As we head into Monday, Mattie will have his clinic appointment to receive MTP-PE. I have no doubt it will be another long day! However, I am saddened to report that Dr. Kristen Synder, Mattie's oncologist, is leaving Georgetown University Hospital. She let me know about this over a month ago, but I promised her I wouldn't let others know until she told them. So this will be our last Monday appointment, we are switching clinic days to Thursdays. Though Kristen will be working at the Federal Food and Drug Administration, she will be working at Georgetown one day a week, Thursdays. So happily to keep working with Kristen, we are changing our clinic appointments to Thursdays. None the less this is another loss for us, because we have been used to having Kristen around five days a week. However, I know she is only a phone call or e-mail away.

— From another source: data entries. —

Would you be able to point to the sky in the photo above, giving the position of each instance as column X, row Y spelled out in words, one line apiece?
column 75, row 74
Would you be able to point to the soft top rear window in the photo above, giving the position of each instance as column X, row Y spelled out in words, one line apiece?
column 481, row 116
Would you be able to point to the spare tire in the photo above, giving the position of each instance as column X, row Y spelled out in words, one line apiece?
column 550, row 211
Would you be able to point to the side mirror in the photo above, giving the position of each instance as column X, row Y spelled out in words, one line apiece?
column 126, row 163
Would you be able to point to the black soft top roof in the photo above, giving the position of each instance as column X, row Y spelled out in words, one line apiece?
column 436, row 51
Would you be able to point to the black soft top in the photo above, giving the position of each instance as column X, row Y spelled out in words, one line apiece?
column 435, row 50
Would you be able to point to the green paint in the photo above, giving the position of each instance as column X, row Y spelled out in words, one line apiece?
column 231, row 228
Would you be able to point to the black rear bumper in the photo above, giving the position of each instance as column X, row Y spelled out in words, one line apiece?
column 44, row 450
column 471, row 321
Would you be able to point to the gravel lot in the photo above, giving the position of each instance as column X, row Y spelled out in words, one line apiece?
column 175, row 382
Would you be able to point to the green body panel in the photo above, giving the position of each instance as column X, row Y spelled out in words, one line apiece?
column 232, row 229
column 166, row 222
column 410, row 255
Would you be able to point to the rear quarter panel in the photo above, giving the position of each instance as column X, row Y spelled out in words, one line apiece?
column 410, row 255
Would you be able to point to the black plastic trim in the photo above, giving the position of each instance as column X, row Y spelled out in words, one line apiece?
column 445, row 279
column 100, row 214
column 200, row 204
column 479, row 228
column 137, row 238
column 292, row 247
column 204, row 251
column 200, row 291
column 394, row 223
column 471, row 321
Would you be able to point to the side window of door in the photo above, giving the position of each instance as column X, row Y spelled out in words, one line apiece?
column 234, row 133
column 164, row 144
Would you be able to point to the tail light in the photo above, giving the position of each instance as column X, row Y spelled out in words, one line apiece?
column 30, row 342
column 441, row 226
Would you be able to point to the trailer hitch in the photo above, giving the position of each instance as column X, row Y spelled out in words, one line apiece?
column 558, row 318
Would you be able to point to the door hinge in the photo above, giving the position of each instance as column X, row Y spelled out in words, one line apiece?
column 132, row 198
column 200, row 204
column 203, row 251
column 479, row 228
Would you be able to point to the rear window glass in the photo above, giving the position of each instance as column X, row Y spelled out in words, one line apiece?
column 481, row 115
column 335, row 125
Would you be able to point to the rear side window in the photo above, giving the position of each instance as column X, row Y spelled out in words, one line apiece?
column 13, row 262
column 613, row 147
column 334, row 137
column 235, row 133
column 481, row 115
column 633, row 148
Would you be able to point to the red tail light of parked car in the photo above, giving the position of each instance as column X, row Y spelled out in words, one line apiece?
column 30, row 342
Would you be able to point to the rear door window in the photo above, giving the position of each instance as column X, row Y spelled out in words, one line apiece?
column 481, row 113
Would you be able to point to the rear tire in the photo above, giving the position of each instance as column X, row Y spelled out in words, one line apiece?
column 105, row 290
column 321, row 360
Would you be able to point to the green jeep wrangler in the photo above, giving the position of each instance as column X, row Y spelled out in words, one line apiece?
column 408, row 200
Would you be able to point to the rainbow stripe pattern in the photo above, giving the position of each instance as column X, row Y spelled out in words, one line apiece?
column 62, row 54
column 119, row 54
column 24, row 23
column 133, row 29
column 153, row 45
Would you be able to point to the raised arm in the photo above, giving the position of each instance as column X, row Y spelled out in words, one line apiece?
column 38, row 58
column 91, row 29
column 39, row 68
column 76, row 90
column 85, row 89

I end today's posting with a message from my friend, Charlie. Charlie wrote, "Vicki, thank you for sharing the ride (blog) with us and I know we all hope that the sharing helps you even as it teaches life lessons to your audience. We are all riding the emotional coaster along with you. Sitting at the top of the loop doesn't take away the feeling that one had after the headlong rush downward the day before. Even with that said, I know that without the good days, the bad ones are impossible to survive. As you go along this process of moving toward health and healing, I hope the bad days become less frequent and less intense as well. I think what you have done with and for Mattie is remarkable. I am so impressed by his ability to be his own spokesperson, to explain what cancer is about in an upfront, unapologetic manner. I know this will be a strength for him as he continues to heal and to connect with other children. Shopping, like many other things, is a distraction from what is the central focus of your life right now. It is hard to let go and enjoy something like that when the reality of your existence intrudes. Although it was a more positive experience, I am sure it was difficult to sit and enjoy leisure reading when you were preparing for your doctorate; there was a feeling that taking time away from preparation was somehow wrong. Experience shows though, that the break makes us more productive, focused and better able to deal with the problems when we return to the task, so whatever you can find that allows you to temporarily escape from "cancer thoughts" is good and should be welcomed."